Today there is much attention to new energy supplies, and the policies that can best guide their adoption. As part of that discussion, it’s important to note that most of the new technology and market-based behavior by users and suppliers of electricity stems from Congress passing the Public Utility Regulatory Policies Act (PURPA) and its amendments.
Congress poised for resilience and grid reforms
Senator Lisa Murkowski (R-Alaska) is guiding hearings on energy delivery. The range of bills from both parties in Congress illustrates that energy topics reach far and wide. Keeping the lights on in isolated communities with micro-grids helps advance the resilience of any community that seeks to build micro-grids. Providing the tools and demonstrations for making the grid run with renewable energy and storage allow for better service, even if storms disrupt the delivery of fuel.

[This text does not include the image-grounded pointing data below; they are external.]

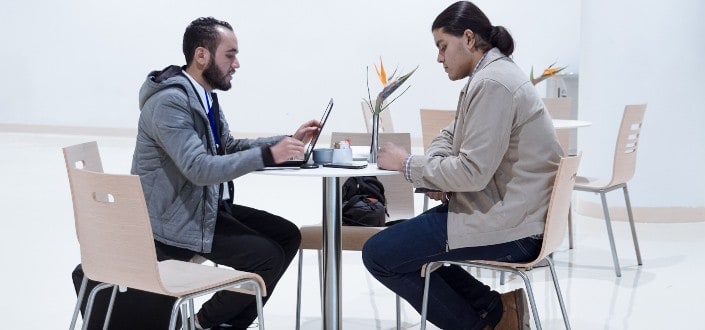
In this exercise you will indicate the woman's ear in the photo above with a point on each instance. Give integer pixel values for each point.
(469, 38)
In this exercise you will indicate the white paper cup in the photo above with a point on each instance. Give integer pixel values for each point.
(342, 156)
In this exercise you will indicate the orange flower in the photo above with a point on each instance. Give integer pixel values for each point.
(389, 85)
(548, 72)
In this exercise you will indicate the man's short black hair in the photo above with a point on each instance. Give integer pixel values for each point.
(202, 32)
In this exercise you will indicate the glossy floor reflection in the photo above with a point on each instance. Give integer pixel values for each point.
(38, 235)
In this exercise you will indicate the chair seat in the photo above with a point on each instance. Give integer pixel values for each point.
(591, 184)
(353, 237)
(181, 278)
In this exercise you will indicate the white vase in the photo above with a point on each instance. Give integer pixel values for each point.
(374, 146)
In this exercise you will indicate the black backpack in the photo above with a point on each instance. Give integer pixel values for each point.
(363, 202)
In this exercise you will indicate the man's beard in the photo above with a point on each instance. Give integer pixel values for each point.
(216, 78)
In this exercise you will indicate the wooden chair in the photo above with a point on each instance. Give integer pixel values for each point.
(553, 235)
(400, 205)
(117, 249)
(559, 108)
(85, 156)
(432, 122)
(385, 119)
(623, 168)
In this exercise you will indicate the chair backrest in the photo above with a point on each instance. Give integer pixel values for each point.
(627, 143)
(432, 121)
(85, 156)
(559, 206)
(559, 108)
(398, 191)
(115, 234)
(385, 119)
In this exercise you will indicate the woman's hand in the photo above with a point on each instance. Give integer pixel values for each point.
(391, 157)
(443, 197)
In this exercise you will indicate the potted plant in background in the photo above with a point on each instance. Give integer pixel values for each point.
(389, 85)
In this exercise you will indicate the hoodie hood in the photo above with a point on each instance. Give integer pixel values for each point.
(171, 76)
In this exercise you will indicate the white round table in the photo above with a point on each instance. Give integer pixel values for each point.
(332, 221)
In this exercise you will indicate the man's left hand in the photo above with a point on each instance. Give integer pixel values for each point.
(307, 130)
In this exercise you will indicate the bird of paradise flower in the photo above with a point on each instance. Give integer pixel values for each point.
(389, 85)
(550, 71)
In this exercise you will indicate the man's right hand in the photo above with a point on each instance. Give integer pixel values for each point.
(286, 149)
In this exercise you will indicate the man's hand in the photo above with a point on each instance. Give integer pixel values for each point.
(391, 157)
(286, 149)
(307, 130)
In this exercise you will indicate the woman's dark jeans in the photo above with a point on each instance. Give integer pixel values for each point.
(457, 300)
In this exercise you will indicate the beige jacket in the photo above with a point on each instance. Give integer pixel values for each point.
(499, 158)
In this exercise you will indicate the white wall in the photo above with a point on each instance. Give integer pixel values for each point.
(80, 63)
(646, 52)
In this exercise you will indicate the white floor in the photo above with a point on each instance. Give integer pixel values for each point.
(38, 235)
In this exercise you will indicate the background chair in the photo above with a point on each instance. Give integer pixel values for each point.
(117, 248)
(432, 122)
(554, 233)
(400, 205)
(385, 119)
(559, 108)
(623, 168)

The Center for American Progress (CAP) has made a great contribution to Congressional energy bill efforts. CAP points to how Congress has helped advance energy policy adaptations to changes in the economy, and national needs for reform in the energy sector. Congress has used legislation under PURPA and its amendments over the years to start discussions and still provide that states maintain the jurisdiction to decide on the policies.
PURPA allowed literally a new generation of power plant entrepreneurship by introducing competition from new power supplies. This included small, customer-owned generation, which has blossomed with rooftop solar. Projections of how much solar is likely are hard to make, as actual installations have surpassed most every prediction. Business innovation allows solar on rooftops with no money down, demonstrating that solar is for everyone, and entrepreneurship in clean energy can be as aggressive and clever as in any other field. Enter “solar no money down” in an internet search and see for yourself!
“The Public Utility Regulatory Policies Act has repeatedly proven itself as a modest but useful tool for Congress to encourage smart standards for utilities at the state level,” explains CAP. PURPA has encouraged states to examine rates and energy supply decision-making in response to rising costs. Congress has used PURPA to promote better understanding of energy use and supply diversity, topics ripe for today’s needs.
CAP today urges Congress to continue this work by using PURPA to advance:
- Energy-efficiency incentives and affordability;
- Integrating clean energy and energy storage into the grid; and
- Increasing resilience of utilities.
Falling costs and grid adaptation
The bill from Maria Cantwell (D-Washington) urges storage industry transparency and standards that can speed adoption and customer confidence. As many of the bills proposed in Congress suggest, we can learn how to adapt to the technological and business changes through science, demonstration, and deliberation of the merits.
The electric utility industry has said it wants to provide an “integrated grid.” Debating how to pay for the grid needs time and thought, as energy use changes with distributed generation reducing utility sales, and electric vehicles increasing utility sales. The utility industry needs to give a clear signal that it has the capability to measure the true costs and benefits of these changes.
The time is ripe for Congress to provide an updated policy platform for the energy business. Congress has the opportunity to encourage modernization of the power system. Competition, customer choice, and new technology have been the legacy of past Congressional guidance on electricity policy. The business community is ready to offer a new generation of technology. Let’s keep working on this in a balanced manner.